Question

5. The following sample observations on total coating layer thickness (in mm) of eight wire electrodes used for Wire electrical-discharge machining (WEDM): 21 16 29 35 42 24 24 25 Calculate a 99% CI for the variance σ 2 , and the standard deviation σ of the coating layer thickness distribution

Answer 1

Answer:

99% CI for the variance $\sigma^{2}$ , and the standard deviation σ of the coating layer thickness distribution is [23.275 , 477.115] and [4.824 , 21.843] respectively.

Step-by-step explanation:

We are given that the following sample observations on total coating layer thickness (in mm) of eight wire electrodes used for Wire electrical-discharge machining (WEDM) : 21, 16, 29, 35, 42, 24, 24, 25

Firstly, the pivotal quantity for 99% confidence interval for the population variance is given by;

                          P.Q. = $\frac{(n-1)s^{2} }{\sigma^{2} }$  ~ $\chi^{2}__n_-_1$

where,  $s^{2}$ = sample variance = $\frac{\sum (X-\bar X)^{2} }{n-1}$  = 67.43

             n = sample of observations = 8

            $\sigma^{2}$ = population variance

Here for constructing 99% confidence interval we have used chi-square test statistics.

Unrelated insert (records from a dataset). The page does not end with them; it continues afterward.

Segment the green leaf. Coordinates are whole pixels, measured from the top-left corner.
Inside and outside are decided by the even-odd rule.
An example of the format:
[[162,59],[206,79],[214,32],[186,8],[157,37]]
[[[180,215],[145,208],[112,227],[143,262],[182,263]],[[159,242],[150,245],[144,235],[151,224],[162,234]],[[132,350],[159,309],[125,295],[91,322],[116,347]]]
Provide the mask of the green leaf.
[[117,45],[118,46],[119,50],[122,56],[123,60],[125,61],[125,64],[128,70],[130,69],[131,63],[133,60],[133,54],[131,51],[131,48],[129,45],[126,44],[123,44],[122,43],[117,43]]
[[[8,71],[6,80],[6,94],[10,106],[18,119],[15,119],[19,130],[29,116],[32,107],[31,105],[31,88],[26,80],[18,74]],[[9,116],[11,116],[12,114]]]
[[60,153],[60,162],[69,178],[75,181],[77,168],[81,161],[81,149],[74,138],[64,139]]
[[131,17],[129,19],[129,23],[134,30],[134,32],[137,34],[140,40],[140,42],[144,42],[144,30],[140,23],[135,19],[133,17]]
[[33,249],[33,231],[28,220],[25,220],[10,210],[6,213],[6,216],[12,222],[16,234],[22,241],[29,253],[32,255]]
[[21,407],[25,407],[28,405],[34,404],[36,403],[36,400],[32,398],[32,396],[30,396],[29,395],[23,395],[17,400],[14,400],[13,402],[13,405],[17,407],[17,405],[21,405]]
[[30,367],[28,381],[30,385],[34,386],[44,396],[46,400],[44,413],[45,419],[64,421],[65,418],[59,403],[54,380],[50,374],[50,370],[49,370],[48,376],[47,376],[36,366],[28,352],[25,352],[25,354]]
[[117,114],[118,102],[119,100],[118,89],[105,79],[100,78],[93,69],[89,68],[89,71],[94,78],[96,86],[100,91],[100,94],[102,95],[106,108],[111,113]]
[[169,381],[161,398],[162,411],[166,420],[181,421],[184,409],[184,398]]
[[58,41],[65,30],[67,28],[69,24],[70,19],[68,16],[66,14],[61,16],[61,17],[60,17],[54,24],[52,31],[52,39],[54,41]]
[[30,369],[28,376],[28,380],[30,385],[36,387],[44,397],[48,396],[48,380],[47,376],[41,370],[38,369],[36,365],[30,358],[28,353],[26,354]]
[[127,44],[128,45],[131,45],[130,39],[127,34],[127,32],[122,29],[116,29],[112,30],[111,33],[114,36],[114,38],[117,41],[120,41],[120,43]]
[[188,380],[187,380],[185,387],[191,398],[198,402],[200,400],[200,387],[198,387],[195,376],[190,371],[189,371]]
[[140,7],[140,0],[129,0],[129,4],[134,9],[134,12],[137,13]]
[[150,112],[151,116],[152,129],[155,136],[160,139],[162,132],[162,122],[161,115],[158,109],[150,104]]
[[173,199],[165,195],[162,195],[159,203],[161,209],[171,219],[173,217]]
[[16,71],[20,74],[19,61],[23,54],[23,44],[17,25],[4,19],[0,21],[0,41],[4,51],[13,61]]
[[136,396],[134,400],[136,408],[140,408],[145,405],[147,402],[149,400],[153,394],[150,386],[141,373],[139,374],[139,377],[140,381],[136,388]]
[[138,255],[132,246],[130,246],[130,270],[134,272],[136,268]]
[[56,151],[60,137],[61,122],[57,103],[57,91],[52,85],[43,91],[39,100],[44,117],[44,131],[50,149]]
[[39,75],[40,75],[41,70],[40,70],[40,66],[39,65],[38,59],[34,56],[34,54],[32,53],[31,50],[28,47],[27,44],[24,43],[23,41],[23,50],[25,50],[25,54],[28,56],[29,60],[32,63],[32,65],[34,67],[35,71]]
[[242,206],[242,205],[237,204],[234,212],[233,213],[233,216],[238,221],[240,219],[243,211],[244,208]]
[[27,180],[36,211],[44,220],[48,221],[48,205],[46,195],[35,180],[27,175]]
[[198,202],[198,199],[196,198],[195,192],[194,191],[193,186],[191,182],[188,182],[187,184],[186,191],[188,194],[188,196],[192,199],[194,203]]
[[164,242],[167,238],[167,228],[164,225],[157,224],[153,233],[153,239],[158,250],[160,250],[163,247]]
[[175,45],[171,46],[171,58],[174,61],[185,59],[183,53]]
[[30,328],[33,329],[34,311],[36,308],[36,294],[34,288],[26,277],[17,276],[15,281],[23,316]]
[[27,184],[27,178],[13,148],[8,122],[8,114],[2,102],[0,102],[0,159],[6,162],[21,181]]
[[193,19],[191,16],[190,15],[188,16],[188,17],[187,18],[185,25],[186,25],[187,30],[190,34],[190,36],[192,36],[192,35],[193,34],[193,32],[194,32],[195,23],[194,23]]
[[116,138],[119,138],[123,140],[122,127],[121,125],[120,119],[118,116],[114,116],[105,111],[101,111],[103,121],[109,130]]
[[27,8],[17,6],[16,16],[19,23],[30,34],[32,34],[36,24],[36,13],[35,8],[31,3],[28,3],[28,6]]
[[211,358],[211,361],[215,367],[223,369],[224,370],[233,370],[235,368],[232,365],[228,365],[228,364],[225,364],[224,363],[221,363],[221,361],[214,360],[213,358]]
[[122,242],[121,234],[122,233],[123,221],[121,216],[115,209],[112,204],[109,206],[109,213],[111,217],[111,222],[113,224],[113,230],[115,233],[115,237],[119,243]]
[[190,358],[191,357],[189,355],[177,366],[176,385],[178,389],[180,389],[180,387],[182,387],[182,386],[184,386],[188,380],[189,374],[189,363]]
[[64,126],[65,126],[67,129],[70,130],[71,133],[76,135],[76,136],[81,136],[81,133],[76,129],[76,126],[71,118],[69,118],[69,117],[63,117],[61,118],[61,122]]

So, 99% confidence interval for the population variance, $\sigma^{2}$ is ;

P(0.9893 < $\chi^{2}_7$ < 20.28) = 0.99  {As the critical value of chi-square at 7

                                          degree of freedom are 0.9893 & 20.28}  

P(0.9893 < $\frac{(n-1)s^{2} }{\sigma^{2} }$ < 20.28) = 0.99

P( $\frac{0.9893 }{(n-1)s^{2} }$ < $\frac{1}{\sigma^{2} }$ < $\frac{20.28 }{(n-1)s^{2} }$ ) = 0.99

P( $\frac{(n-1)s^{2} }{20.28 }$ < $\sigma^{2}$ < $\frac{(n-1)s^{2} }{0.9893 }$ ) = 0.99

99% confidence interval for $\sigma^{2}$ = [ $\frac{(n-1)s^{2} }{20.28 }$ , $\frac{(n-1)s^{2} }{0.9893 }$ ]

                                                   = [ $\frac{7\times 67.43 }{20.28 }$ , $\frac{7\times 67.43 }{0.9893 }$ ]

                                                   = [23.275 , 477.115]

99% confidence interval for $\sigma$  = [ $\sqrt{23.275}$ , $\sqrt{477.115}$ ]

                                                  = [4.824 , 21.843]

Therefore, 99% CI for the variance $\sigma^{2}$ , and the standard deviation σ of the coating layer thickness distribution is [23.275 , 477.115] and [4.824 , 21.843] respectively.